Jun. 22—OTTUMWA — Some residents acknowledged the efforts of Ottumwa City Council members, others were "seriously disappointed."

In the end, they came away without the one thing they wanted — change.

The council voted 4-1 Tuesday to approve the first reading of the revised animals ordinance to the city's code, which includes leaving the pit bull terrier as a dangerous animal. Council member Cara Galloway was the lone dissenting vote.

It is unlikely anything material will change for the second and third readings, and the ordinance will be adopted in July.

"I first want to applaud our council for considering stronger protections for animal welfare, and cracking down on irresponsible ownership and inhumane dangerous practices," professional dog trainer Melissa Childs told the council. "But, I want to point out these new regulations are going to require time and resources to enforce a key part of this ordinance that is just simply unenforceable."
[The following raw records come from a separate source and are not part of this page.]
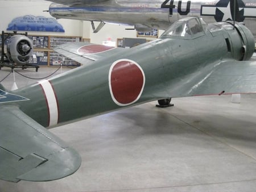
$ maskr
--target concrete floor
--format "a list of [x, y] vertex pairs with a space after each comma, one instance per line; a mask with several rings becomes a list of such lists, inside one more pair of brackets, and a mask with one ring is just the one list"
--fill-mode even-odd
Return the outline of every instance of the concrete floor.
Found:
[[[18, 71], [43, 77], [56, 69]], [[31, 82], [15, 76], [19, 87]], [[2, 84], [13, 82], [11, 74]], [[230, 98], [174, 98], [166, 108], [153, 102], [53, 128], [81, 155], [78, 171], [51, 182], [1, 181], [0, 191], [255, 191], [256, 94]]]

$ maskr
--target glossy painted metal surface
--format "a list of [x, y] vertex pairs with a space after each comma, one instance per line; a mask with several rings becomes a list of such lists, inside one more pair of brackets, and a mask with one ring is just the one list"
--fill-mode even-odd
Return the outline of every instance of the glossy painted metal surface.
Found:
[[126, 24], [141, 31], [165, 30], [171, 23], [189, 16], [200, 16], [209, 23], [234, 20], [236, 17], [236, 21], [244, 22], [256, 36], [255, 0], [237, 0], [235, 5], [230, 0], [109, 0], [97, 3], [85, 1], [76, 5], [73, 1], [65, 2], [71, 5], [52, 4], [49, 8], [51, 15], [56, 18]]
[[[218, 94], [224, 88], [217, 93], [212, 91], [218, 85], [200, 91], [196, 88], [220, 63], [232, 60], [242, 66], [241, 61], [236, 60], [251, 56], [253, 36], [241, 24], [236, 30], [228, 23], [204, 24], [200, 32], [187, 36], [164, 34], [159, 39], [130, 49], [110, 49], [94, 54], [81, 55], [76, 51], [81, 48], [79, 44], [76, 48], [73, 44], [70, 47], [65, 44], [64, 49], [76, 52], [73, 55], [78, 56], [80, 61], [86, 60], [88, 56], [101, 56], [72, 72], [48, 80], [57, 101], [55, 117], [51, 116], [47, 103], [55, 101], [49, 98], [46, 101], [46, 90], [38, 84], [19, 90], [19, 94], [33, 101], [20, 103], [21, 109], [48, 127], [52, 118], [61, 123], [160, 98]], [[243, 41], [241, 34], [246, 36], [247, 41]], [[246, 49], [243, 53], [244, 45]], [[99, 46], [101, 50], [102, 45]], [[124, 95], [127, 97], [122, 98]], [[31, 105], [38, 107], [31, 110]]]

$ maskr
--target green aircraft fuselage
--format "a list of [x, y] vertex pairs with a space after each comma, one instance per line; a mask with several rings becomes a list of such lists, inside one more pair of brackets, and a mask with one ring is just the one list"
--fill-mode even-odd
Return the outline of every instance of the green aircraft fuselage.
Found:
[[[217, 64], [247, 60], [254, 49], [253, 35], [241, 24], [205, 26], [179, 37], [167, 30], [160, 39], [19, 89], [13, 93], [29, 100], [15, 105], [51, 127], [135, 104], [195, 95], [191, 87]], [[204, 94], [214, 93], [205, 90]]]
The ordinance is the final product of an eight-month long process that started when the Coalition to End Ottumwa's Pit Bull Ban approached the council last November asking to lift the breed-specific language surrounding the dog. Public comment was frequent, emotions were charged at times and revisions were made.

In the end, the ordinance "will never be perfect because people that were not perfect wrote it," council member Marc Roe said in defending his vote to keep the ban in place.
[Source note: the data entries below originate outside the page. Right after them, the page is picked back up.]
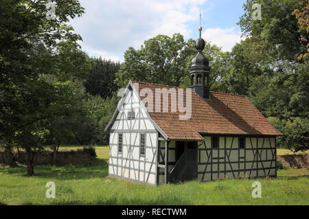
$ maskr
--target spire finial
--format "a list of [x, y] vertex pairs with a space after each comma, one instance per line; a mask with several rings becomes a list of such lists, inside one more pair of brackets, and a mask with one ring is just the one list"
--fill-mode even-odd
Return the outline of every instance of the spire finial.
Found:
[[200, 38], [202, 38], [202, 30], [203, 30], [203, 27], [201, 25], [201, 22], [202, 22], [202, 13], [201, 13], [201, 8], [200, 8], [200, 26], [198, 27], [198, 31], [200, 31]]

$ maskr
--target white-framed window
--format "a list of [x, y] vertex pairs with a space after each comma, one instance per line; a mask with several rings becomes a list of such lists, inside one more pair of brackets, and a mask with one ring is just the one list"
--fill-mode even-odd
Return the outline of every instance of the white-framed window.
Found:
[[139, 155], [145, 156], [145, 142], [146, 142], [146, 135], [141, 134], [141, 139], [139, 141]]
[[211, 137], [211, 147], [214, 149], [219, 148], [219, 137]]
[[134, 109], [132, 109], [131, 111], [128, 112], [128, 119], [135, 119], [135, 112]]
[[243, 149], [246, 147], [246, 141], [244, 137], [240, 137], [239, 139], [239, 148]]
[[118, 153], [122, 153], [122, 134], [118, 134]]

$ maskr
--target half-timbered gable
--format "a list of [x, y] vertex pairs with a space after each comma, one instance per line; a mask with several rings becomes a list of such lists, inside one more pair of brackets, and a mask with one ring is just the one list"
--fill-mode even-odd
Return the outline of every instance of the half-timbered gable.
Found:
[[109, 125], [108, 174], [155, 184], [158, 131], [139, 96], [128, 88]]
[[106, 128], [111, 176], [152, 185], [276, 176], [282, 133], [248, 97], [209, 91], [199, 30], [190, 88], [130, 81]]

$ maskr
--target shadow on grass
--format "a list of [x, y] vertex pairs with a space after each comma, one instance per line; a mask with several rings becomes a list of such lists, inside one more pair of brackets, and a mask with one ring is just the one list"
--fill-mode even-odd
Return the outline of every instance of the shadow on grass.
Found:
[[[193, 203], [189, 200], [176, 198], [174, 196], [168, 198], [166, 196], [154, 198], [153, 200], [145, 200], [145, 198], [127, 198], [112, 197], [104, 200], [98, 200], [91, 202], [75, 201], [68, 202], [57, 202], [56, 201], [49, 203], [51, 205], [192, 205]], [[31, 205], [31, 203], [25, 203], [23, 205]]]
[[309, 178], [309, 175], [297, 175], [297, 176], [279, 176], [277, 177], [278, 179], [297, 180], [299, 178]]
[[[54, 179], [58, 180], [87, 179], [95, 177], [105, 177], [108, 175], [108, 164], [102, 159], [96, 159], [89, 163], [76, 163], [65, 166], [34, 166], [34, 177]], [[15, 174], [21, 177], [27, 176], [27, 168], [0, 168], [5, 174]]]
"It will always be an imperfect document that needs revision from time to time, and that's the beauty of government. We can come back, see that something is not working and adjust as necessary," he said.

The ordinance redefines "pit bull terrier" based on three different dog breeds carrying characteristics associated with the American Kennel Club and United Kennel Club. It also establishes simple misdemeanors for violations, and creates new language for guidelines regarding tethering.
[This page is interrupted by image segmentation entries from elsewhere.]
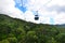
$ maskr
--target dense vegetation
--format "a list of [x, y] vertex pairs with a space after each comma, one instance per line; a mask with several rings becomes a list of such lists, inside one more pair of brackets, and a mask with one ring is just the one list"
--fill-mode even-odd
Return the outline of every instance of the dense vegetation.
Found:
[[0, 43], [65, 43], [65, 28], [32, 24], [0, 14]]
While some residents cited the improvement, Shannon Murphy, one of the spokepersons for the coalition, was not impressed.

"I understand your concerns, but I personally feel like the group of us has tried to address every pinpoint issues that you would have for repealing this ban," she said. "And you're not meeting us even halfway. I always said BSL is bull— language. Let's make it fair. I'm seriously disappointed with the revision that's been presented."

Galloway wanted changes made to the ordinance that was presented to the council in May, and the item was tabled until those revisions could be made. She also expressed some interest in moving the dog into a new "high risk" category, which would have lifted the ban in exchange for strict guidelines for owners to follow.

"I do think we need to start being forward-thinking on this issue. We need to start working with people who own pit bulls or want to own pit bulls," Galloway said. "We can't stop the conversation here. It needs to continue. This is still an emotional issue, but we need to figure out how to have pit bulls in Ottumwa, because they're already here."

Because the dog is already illegally in the city, Roe said he had no reason to believe dog owners would start obeying a law if changes were made.

"We're not doing ourselves any favors right now by changing the rules and allowing people who have already said, 'We will not obey the law.' We put conditions in place that will allow people to openly not obey the law, and that makes absolutely no sense," he said. "Every council I have sat on has been publicly chastised for making laws that nobody can enforce and nobody will follow.

"Does the city want us to just step back and say, 'We're not going to make rules that are enforceable?' If that's the case, what do we need a city council for to begin with?" Roe added. "If this rule gets changed, and a pit bull bites and kills a baby, kills an elderly person, it isn't the people who fought for this change that's going to be blamed for that. It's us that gets the blame for that, and I want to be able to sleep at night."

Childs said the ordinance comes down to enforcement.

"I'm not asking you to ignore the fact that pit bulls are powerful dogs," she said. "I'm proposing you hold on to a new and enforceable standard of responsible dog ownership instead of perpetuating a lawn that cannot be consistently enforced. Use our city resources wisely and hold all dog owners responsible for dog care and behavior."

In other business:

—Mayor Rick Johnson presented Collins Clingman with a framed certificate for participating in the Special Olympics in Florida earlier this month. Clingman won gold and bronze medals at the event, and has been competing in the Special Olympics since he was 8.

—The council voted to increase by 5 percentage points the portion of the city's hotel/motel tax revenue to Meet Ottumwa. The organization will now earn 40% of the revenue as a result of doing most of the marketing for itself as well as the Bridge View Center and The Beach Ottumwa. All three receive hotel/motel tax revenue.